Statt Helden sieht die Welt gierige Banker, naive Hauskäufer, zynische Militärs und arrogante Diplomaten – und an der Spitze einen Präsidenten, der sich eben noch als Heilsbringer der Welt sah und heute nur noch wie ein Provinzprofessor wirkt. Ausgerechnet ein kaum der Pubertät entwachsener IT-Spezialist der US-Armee zieht nun den letzten Vorhang weg, der das Getriebe dieser ach! so mächtigen Politmaschine verhüllt hat.

So unterhaltsam die Farce ist, viel Zeit zuzuschauen bleibt nicht.
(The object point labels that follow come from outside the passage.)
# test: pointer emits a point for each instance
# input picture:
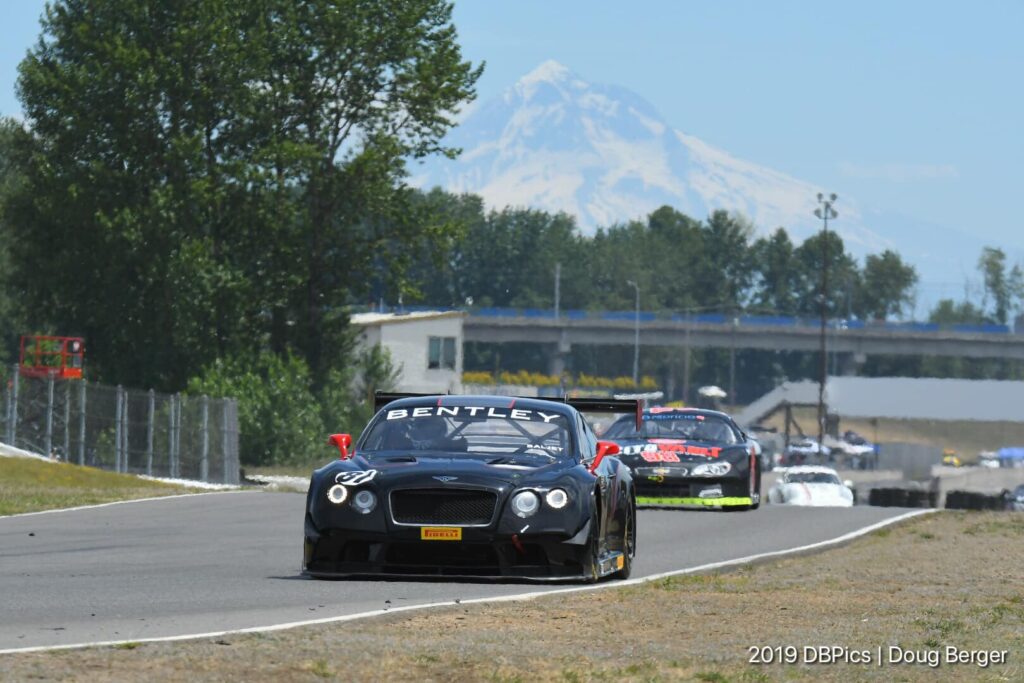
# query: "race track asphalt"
(224, 561)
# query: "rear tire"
(629, 541)
(757, 486)
(592, 558)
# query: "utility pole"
(558, 287)
(636, 336)
(824, 212)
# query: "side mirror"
(603, 449)
(342, 442)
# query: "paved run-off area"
(918, 589)
(224, 561)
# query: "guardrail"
(742, 319)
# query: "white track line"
(107, 505)
(505, 598)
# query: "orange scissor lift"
(44, 356)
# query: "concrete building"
(425, 346)
(899, 398)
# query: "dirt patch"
(943, 580)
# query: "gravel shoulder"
(939, 581)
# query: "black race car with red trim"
(684, 457)
(462, 485)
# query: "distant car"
(689, 458)
(810, 485)
(463, 485)
(1017, 499)
(950, 459)
(803, 450)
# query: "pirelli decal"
(697, 502)
(440, 534)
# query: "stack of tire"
(970, 500)
(902, 498)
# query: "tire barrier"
(902, 498)
(969, 500)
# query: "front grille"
(442, 506)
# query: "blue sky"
(910, 107)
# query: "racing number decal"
(354, 478)
(659, 457)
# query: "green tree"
(11, 136)
(1003, 289)
(219, 175)
(888, 286)
(777, 273)
(843, 275)
(279, 416)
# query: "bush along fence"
(123, 430)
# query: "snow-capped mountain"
(604, 155)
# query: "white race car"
(812, 485)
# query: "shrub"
(279, 416)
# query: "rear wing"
(634, 406)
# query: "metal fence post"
(170, 435)
(151, 422)
(117, 430)
(204, 463)
(124, 433)
(67, 453)
(48, 438)
(223, 439)
(176, 431)
(6, 416)
(12, 427)
(81, 424)
(232, 436)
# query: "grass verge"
(30, 485)
(943, 580)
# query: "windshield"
(690, 426)
(472, 430)
(813, 477)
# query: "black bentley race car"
(461, 485)
(689, 458)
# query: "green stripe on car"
(702, 502)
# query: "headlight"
(557, 499)
(337, 494)
(365, 502)
(525, 504)
(711, 470)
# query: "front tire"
(592, 552)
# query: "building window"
(441, 355)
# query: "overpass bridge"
(854, 340)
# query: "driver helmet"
(426, 433)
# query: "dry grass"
(949, 579)
(29, 485)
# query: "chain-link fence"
(124, 430)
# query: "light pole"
(824, 212)
(636, 336)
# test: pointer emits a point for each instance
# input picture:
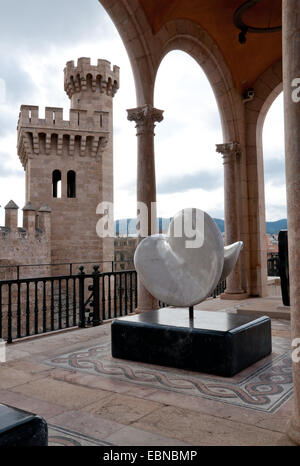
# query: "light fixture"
(245, 28)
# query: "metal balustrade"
(36, 306)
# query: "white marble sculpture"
(183, 267)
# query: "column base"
(293, 431)
(234, 296)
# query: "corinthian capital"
(229, 150)
(145, 118)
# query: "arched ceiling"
(246, 62)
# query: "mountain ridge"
(128, 225)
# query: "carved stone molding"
(145, 118)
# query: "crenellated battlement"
(83, 134)
(78, 119)
(84, 76)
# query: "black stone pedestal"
(216, 343)
(21, 429)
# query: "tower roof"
(11, 205)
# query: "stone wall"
(28, 245)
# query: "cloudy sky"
(39, 37)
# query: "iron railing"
(35, 306)
(69, 267)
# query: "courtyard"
(90, 399)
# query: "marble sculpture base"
(215, 342)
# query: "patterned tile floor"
(61, 437)
(263, 387)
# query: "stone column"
(291, 84)
(145, 118)
(231, 152)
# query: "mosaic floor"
(61, 437)
(263, 387)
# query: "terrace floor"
(88, 398)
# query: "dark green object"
(21, 429)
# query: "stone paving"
(88, 398)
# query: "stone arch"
(188, 37)
(136, 34)
(266, 88)
(146, 51)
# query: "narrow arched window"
(71, 178)
(56, 183)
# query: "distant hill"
(275, 227)
(127, 226)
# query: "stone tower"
(69, 163)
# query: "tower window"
(56, 183)
(71, 184)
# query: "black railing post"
(81, 277)
(96, 297)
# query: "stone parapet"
(101, 77)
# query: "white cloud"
(38, 43)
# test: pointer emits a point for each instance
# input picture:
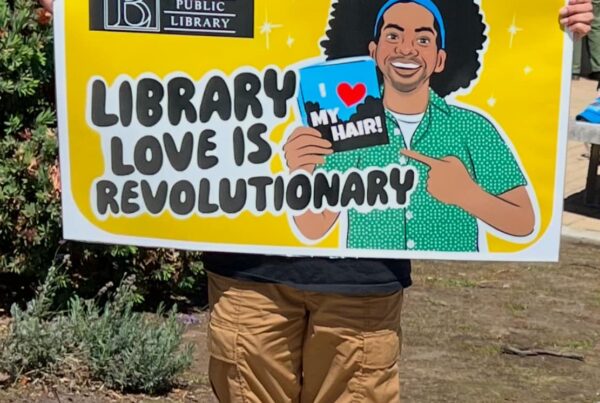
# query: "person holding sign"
(321, 330)
(467, 170)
Wo die einen Macht verlieren, sind die anderen schnell dabei, sie aufzuheben. Zu den Gewinnern gehört eine Gruppe, die gestern noch unisono ihr eigenes Totenlied gesungen hat: die Medien. Ohne den Spiegel, den Guardian und andere, die kollektiv die Dokumente gesichtet haben, hätte Wikileaks nicht diese Durchschlagskraft erhalten. Ohne die Tausenden anderen Zeitungen – auch diese –, Sender und Internetseiten, welche die Informationen nun in die Welt tragen, wäre die Enthüllung ein Thema der Elite geblieben.

Medien sind nur Zwischenträger, daher ihr Name. Eine Gruppe, die ebenfalls zu den Gewinnern gehören könnte, muss dies erst merken: die Bürger. Wie der Mauerfall schafft auch der Verfall der arrogant-neoliberalen Supermacht neue Freiheiten. Man muss sie nur nutzen. Statt am Morgen nach der Abstimmung verdutzt aufzuwachen und zu merken, dass man wieder mal seine Stimme nicht abgegeben hat.